Bravo. We need to hear this. Loud and clear.
its not only a question of being in sync with Church teaching, its being in sync with reality,..."
contraception boils down to the saying of the spouse, Theres something in you that I love, but theres something in you that I hate, and I hate the fact that you can be a mother. So I require that this will be poisoned.
Again I say, "wow."
Years ago a friend shared with me that she wanted to get a divorce, leave her husband and two sons and become a poet. Everyone else we knew was telling her how brave she was. I told her she was making a huge mistake. That was the end of that friendship. I think she did go on to become a C list poet. Got published. Probably waiting tables now.
There is ‘no serious discussion about it’ because it is antithetical to everything the left stands for.
1. traditional marriage.
2. the need for more people not less
3. the need for families to construct societies (their implication is that government can do it all)
4. it does not promote homosexuality
5. more people = more pollution = increased ‘climate change’
6. food shortages
7. drain on social services
8. very often an increase in religion because those who are fruitful and multiplying are very often following a religious mandate
No, they’ll push just the opposite, easier abortion whether by hook or by crook or pill, reduced social services as a punishment for having more children (following China’s one-child policy but not directly through murder of the young), ‘lifestyle’ choices to redefine ‘the family.’
And also, besides the very interesting religious arguments: The culture is so sexualized that sex has lost it's meaning and value along with its mystique. I was at a writers' group today discussing the horrid "romance" novels coming out now, with no romance, in the sense of wooing and winning, but just cheap, tawdry, badly written "sex scenes," that are about as exciting as watching two warthogs copulate. The "sex" scenes are obligatory if you want to get published.
A total devaluation of women, thanks in part to women's lib. And perhaps an even worse devaluation of men.
Not sure if you ever heard of or read it, but Lothrop Stoddard’s “The Rising Tide of Color” addressed this issue as far back as the 1920’s/30’s, particularly from the vantage of Western Civilization dying because of demographic suicide by Caucasians.
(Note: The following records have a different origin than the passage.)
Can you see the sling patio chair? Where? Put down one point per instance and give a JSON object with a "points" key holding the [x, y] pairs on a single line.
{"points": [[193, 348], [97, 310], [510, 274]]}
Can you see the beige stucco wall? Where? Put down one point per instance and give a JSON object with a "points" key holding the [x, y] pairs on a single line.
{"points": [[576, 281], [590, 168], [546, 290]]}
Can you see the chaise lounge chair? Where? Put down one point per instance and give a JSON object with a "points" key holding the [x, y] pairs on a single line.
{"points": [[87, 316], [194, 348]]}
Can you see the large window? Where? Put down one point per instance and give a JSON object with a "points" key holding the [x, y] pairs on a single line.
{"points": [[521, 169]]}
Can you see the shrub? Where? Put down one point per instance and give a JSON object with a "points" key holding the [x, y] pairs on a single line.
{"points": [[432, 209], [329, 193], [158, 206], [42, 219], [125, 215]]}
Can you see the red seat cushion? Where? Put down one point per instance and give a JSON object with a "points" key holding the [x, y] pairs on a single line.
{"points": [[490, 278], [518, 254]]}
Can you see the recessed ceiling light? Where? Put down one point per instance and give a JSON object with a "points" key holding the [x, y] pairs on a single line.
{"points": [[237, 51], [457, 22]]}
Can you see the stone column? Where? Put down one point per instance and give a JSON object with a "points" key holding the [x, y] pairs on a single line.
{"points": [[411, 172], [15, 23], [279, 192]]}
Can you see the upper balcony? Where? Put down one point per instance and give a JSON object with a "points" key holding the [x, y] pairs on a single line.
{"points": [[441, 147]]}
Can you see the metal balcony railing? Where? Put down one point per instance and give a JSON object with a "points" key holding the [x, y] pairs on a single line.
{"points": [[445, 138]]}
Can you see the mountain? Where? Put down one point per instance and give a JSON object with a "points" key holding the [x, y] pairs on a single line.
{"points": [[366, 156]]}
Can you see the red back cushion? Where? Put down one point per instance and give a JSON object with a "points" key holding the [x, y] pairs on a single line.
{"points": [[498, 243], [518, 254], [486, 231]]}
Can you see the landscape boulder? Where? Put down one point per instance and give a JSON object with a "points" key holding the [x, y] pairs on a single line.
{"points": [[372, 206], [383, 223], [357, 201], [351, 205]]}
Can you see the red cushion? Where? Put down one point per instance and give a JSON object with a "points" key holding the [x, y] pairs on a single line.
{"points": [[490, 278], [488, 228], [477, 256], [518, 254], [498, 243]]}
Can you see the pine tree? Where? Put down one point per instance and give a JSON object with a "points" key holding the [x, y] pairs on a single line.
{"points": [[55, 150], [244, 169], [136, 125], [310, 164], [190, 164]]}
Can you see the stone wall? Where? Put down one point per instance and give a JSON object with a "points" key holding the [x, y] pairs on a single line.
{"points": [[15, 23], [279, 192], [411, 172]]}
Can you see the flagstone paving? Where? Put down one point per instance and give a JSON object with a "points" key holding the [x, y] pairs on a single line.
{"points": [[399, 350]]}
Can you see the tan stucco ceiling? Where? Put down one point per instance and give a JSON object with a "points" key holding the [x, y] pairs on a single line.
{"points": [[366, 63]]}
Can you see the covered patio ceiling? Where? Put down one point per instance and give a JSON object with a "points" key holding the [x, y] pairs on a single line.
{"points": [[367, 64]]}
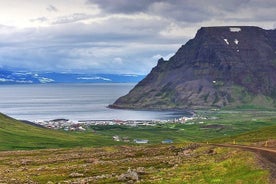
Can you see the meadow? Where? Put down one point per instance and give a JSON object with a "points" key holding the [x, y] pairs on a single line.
{"points": [[31, 154]]}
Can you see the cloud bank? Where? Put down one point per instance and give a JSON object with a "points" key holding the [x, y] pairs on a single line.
{"points": [[107, 36]]}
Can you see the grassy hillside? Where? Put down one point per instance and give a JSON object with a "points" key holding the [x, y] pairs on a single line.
{"points": [[209, 126], [15, 135], [180, 163]]}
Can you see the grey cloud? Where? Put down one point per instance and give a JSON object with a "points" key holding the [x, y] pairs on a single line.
{"points": [[189, 11], [39, 19], [124, 6], [71, 18], [51, 8]]}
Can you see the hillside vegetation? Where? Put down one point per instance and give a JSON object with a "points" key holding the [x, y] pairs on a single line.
{"points": [[15, 135]]}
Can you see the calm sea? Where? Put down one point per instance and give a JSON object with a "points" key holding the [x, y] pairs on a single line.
{"points": [[71, 101]]}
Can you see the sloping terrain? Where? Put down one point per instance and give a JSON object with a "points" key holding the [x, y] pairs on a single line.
{"points": [[221, 66], [15, 135], [185, 163]]}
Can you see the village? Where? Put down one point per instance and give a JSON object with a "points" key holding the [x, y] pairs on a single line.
{"points": [[82, 125]]}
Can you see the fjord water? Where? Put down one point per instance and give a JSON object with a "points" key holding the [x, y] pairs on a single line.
{"points": [[71, 101]]}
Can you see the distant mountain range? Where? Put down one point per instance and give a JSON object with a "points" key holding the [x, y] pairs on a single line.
{"points": [[22, 77], [231, 66]]}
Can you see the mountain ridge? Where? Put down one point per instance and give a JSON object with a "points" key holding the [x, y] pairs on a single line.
{"points": [[26, 77], [219, 67]]}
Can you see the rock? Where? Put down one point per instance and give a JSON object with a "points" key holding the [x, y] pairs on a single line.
{"points": [[130, 175], [219, 67], [74, 175]]}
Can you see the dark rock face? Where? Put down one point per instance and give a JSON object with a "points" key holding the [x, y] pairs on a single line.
{"points": [[221, 66]]}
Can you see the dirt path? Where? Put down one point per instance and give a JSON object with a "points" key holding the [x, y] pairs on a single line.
{"points": [[267, 157]]}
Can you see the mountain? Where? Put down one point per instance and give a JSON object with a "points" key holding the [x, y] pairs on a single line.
{"points": [[21, 77], [220, 67]]}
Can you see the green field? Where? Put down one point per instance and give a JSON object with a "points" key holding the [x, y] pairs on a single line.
{"points": [[211, 126], [53, 156], [15, 135]]}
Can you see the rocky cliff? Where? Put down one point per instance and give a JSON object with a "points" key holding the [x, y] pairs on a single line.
{"points": [[221, 66]]}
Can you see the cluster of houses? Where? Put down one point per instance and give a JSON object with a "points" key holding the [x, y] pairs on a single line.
{"points": [[139, 141], [82, 125]]}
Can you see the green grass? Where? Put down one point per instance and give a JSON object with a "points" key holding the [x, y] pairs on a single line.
{"points": [[160, 163], [15, 135], [211, 125], [157, 163], [229, 123]]}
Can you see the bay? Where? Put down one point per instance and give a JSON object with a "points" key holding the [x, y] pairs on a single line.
{"points": [[71, 101]]}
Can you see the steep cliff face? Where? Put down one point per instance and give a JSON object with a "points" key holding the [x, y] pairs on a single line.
{"points": [[221, 66]]}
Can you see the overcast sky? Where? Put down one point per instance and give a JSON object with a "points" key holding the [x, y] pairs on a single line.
{"points": [[113, 36]]}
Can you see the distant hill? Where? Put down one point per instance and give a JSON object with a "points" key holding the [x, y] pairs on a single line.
{"points": [[220, 67], [17, 135], [20, 77]]}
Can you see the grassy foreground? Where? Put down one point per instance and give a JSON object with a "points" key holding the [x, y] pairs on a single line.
{"points": [[15, 135], [181, 163], [185, 161]]}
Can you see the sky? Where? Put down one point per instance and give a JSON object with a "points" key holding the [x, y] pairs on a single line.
{"points": [[113, 36]]}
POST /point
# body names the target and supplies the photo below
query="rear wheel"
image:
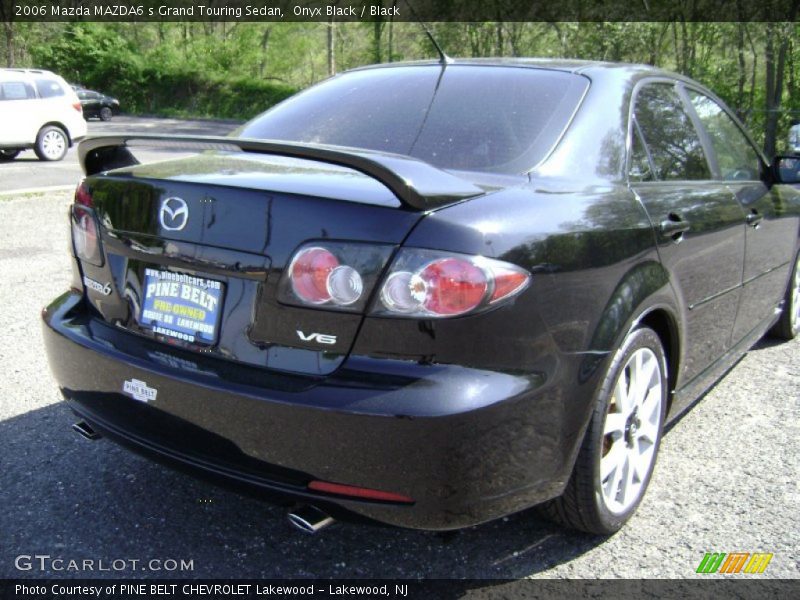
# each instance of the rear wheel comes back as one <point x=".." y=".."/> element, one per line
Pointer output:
<point x="51" y="143"/>
<point x="788" y="326"/>
<point x="619" y="450"/>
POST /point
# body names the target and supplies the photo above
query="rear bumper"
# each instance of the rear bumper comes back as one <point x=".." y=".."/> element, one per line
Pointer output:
<point x="467" y="445"/>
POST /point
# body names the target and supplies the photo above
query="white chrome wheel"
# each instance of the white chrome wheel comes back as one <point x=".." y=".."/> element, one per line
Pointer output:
<point x="631" y="430"/>
<point x="53" y="145"/>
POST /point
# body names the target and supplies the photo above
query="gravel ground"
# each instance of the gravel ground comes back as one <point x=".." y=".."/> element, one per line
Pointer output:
<point x="727" y="478"/>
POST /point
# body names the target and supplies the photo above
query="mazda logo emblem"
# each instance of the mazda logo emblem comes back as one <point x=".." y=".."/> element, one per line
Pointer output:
<point x="174" y="214"/>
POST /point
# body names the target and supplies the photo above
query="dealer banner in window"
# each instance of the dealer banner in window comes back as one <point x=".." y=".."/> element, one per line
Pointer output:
<point x="182" y="306"/>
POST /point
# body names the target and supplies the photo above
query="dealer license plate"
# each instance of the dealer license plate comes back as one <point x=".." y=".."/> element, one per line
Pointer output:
<point x="182" y="306"/>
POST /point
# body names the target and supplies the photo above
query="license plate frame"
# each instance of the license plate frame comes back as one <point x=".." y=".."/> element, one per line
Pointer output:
<point x="182" y="306"/>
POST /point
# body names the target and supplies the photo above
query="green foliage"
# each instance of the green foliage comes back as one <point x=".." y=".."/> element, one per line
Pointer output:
<point x="239" y="69"/>
<point x="160" y="82"/>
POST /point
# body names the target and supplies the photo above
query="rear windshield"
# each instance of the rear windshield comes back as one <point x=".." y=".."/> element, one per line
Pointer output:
<point x="49" y="88"/>
<point x="498" y="119"/>
<point x="16" y="90"/>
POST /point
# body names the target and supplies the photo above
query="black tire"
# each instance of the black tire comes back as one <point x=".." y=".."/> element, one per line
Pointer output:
<point x="788" y="325"/>
<point x="8" y="155"/>
<point x="51" y="143"/>
<point x="583" y="504"/>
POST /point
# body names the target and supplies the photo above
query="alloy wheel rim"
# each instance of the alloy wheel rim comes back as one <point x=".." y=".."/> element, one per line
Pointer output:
<point x="53" y="144"/>
<point x="795" y="299"/>
<point x="631" y="431"/>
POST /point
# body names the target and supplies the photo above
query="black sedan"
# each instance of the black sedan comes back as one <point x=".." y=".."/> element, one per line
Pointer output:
<point x="96" y="105"/>
<point x="428" y="294"/>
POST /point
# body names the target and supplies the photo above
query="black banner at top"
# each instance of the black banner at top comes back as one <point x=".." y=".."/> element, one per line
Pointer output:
<point x="398" y="10"/>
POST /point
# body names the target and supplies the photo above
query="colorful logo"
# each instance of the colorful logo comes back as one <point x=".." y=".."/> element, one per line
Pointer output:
<point x="734" y="562"/>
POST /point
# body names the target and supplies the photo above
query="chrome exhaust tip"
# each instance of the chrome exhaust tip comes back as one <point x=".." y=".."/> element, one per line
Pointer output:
<point x="309" y="519"/>
<point x="83" y="428"/>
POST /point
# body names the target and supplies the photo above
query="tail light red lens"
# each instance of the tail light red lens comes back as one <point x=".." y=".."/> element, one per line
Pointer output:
<point x="333" y="275"/>
<point x="419" y="283"/>
<point x="452" y="286"/>
<point x="340" y="489"/>
<point x="310" y="272"/>
<point x="85" y="230"/>
<point x="425" y="283"/>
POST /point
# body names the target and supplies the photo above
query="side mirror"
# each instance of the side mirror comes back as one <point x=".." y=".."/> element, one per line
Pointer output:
<point x="786" y="168"/>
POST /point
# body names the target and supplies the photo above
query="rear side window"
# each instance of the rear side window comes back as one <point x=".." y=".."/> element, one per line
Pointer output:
<point x="497" y="119"/>
<point x="49" y="88"/>
<point x="671" y="139"/>
<point x="736" y="158"/>
<point x="16" y="90"/>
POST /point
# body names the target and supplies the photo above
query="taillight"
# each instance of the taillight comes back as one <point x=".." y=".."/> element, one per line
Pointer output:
<point x="85" y="231"/>
<point x="426" y="283"/>
<point x="333" y="275"/>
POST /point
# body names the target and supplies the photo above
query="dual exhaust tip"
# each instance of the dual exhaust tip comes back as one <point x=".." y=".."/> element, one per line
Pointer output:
<point x="307" y="518"/>
<point x="85" y="430"/>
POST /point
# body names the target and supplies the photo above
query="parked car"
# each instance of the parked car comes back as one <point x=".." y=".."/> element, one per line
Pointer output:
<point x="97" y="105"/>
<point x="794" y="138"/>
<point x="38" y="110"/>
<point x="429" y="294"/>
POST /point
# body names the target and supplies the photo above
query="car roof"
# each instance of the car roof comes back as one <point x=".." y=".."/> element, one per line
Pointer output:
<point x="25" y="73"/>
<point x="591" y="68"/>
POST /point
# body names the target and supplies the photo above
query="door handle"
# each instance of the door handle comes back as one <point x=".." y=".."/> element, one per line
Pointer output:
<point x="754" y="219"/>
<point x="674" y="227"/>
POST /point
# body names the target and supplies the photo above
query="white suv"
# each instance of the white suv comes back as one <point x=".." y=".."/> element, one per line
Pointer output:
<point x="38" y="110"/>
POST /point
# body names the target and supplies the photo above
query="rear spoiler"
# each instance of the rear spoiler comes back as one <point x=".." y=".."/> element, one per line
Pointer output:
<point x="417" y="184"/>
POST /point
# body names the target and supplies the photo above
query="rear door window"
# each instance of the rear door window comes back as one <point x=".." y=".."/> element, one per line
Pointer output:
<point x="16" y="90"/>
<point x="736" y="157"/>
<point x="672" y="141"/>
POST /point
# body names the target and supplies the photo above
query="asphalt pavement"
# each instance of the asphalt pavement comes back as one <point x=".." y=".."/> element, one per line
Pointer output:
<point x="726" y="480"/>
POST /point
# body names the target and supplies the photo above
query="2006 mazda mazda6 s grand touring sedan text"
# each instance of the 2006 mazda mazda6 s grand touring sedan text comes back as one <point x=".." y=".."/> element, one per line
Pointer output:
<point x="428" y="294"/>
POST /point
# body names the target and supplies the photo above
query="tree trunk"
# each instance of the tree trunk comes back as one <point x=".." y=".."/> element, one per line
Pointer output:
<point x="377" y="30"/>
<point x="331" y="48"/>
<point x="742" y="79"/>
<point x="9" y="27"/>
<point x="262" y="63"/>
<point x="775" y="63"/>
<point x="390" y="41"/>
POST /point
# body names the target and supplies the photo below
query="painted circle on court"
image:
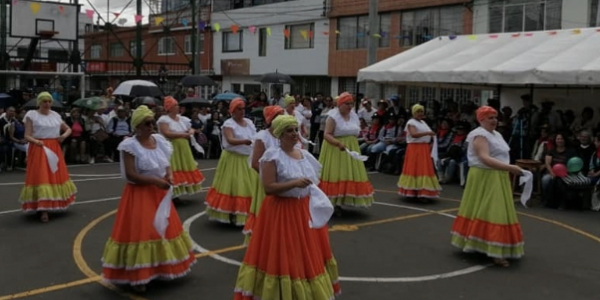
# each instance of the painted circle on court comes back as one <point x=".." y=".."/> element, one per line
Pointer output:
<point x="197" y="247"/>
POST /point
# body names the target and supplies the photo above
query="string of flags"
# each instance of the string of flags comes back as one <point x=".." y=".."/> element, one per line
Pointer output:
<point x="306" y="34"/>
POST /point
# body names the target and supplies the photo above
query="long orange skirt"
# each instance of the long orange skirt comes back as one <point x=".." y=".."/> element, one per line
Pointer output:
<point x="418" y="177"/>
<point x="135" y="253"/>
<point x="44" y="190"/>
<point x="286" y="258"/>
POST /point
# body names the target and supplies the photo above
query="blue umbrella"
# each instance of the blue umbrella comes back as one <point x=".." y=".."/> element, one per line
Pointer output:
<point x="5" y="100"/>
<point x="227" y="97"/>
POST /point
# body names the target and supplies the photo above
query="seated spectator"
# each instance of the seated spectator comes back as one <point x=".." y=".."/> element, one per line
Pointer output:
<point x="553" y="188"/>
<point x="451" y="160"/>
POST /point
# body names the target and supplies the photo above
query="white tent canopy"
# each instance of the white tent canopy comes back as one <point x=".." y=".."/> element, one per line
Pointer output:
<point x="562" y="57"/>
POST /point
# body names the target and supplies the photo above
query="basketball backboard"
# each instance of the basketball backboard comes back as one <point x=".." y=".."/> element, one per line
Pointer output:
<point x="28" y="18"/>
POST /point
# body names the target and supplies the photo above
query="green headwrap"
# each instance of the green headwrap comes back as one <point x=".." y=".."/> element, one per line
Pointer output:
<point x="44" y="96"/>
<point x="281" y="123"/>
<point x="139" y="114"/>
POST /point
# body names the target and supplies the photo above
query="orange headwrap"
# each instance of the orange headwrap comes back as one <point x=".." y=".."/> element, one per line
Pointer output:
<point x="235" y="104"/>
<point x="345" y="97"/>
<point x="270" y="112"/>
<point x="169" y="103"/>
<point x="484" y="112"/>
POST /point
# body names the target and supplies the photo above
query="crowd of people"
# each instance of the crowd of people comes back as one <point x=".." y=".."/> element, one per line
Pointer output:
<point x="267" y="179"/>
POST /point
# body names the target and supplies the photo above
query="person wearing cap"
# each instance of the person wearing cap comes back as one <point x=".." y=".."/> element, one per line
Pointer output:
<point x="187" y="179"/>
<point x="263" y="141"/>
<point x="138" y="252"/>
<point x="418" y="179"/>
<point x="343" y="178"/>
<point x="48" y="186"/>
<point x="234" y="185"/>
<point x="286" y="259"/>
<point x="487" y="221"/>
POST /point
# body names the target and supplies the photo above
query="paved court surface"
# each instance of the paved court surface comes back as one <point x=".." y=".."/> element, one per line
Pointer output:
<point x="393" y="250"/>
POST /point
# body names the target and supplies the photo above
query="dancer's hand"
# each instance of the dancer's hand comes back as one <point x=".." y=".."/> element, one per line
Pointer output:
<point x="162" y="184"/>
<point x="302" y="182"/>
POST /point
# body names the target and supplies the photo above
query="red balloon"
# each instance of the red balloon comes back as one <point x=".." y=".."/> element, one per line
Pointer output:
<point x="559" y="170"/>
This is one genie that will be hard to put back into the bottle(even for those in the church).
I don’t see why she could not be a poet and still have a family.
A lot of liberals have tried to dismiss the arguments made in the books I linked in my post by claiming its all Caucasian race baiting. It really has nothing to do with race and everything to do with the self destruction of Christendom.
I have read it. I wouldn't put that book in the same class as this issue, as Stoddard was an American intellectual precursor to naziism and Margret Sanger.
How did the kids turn out?
Your second link doesn’t seem to be working, but I would like to read it. Are you aware of any other links to it?
This is a great piece, and is pretty much irrefutable as to its negative effects on society. This is one of the great issues of our age.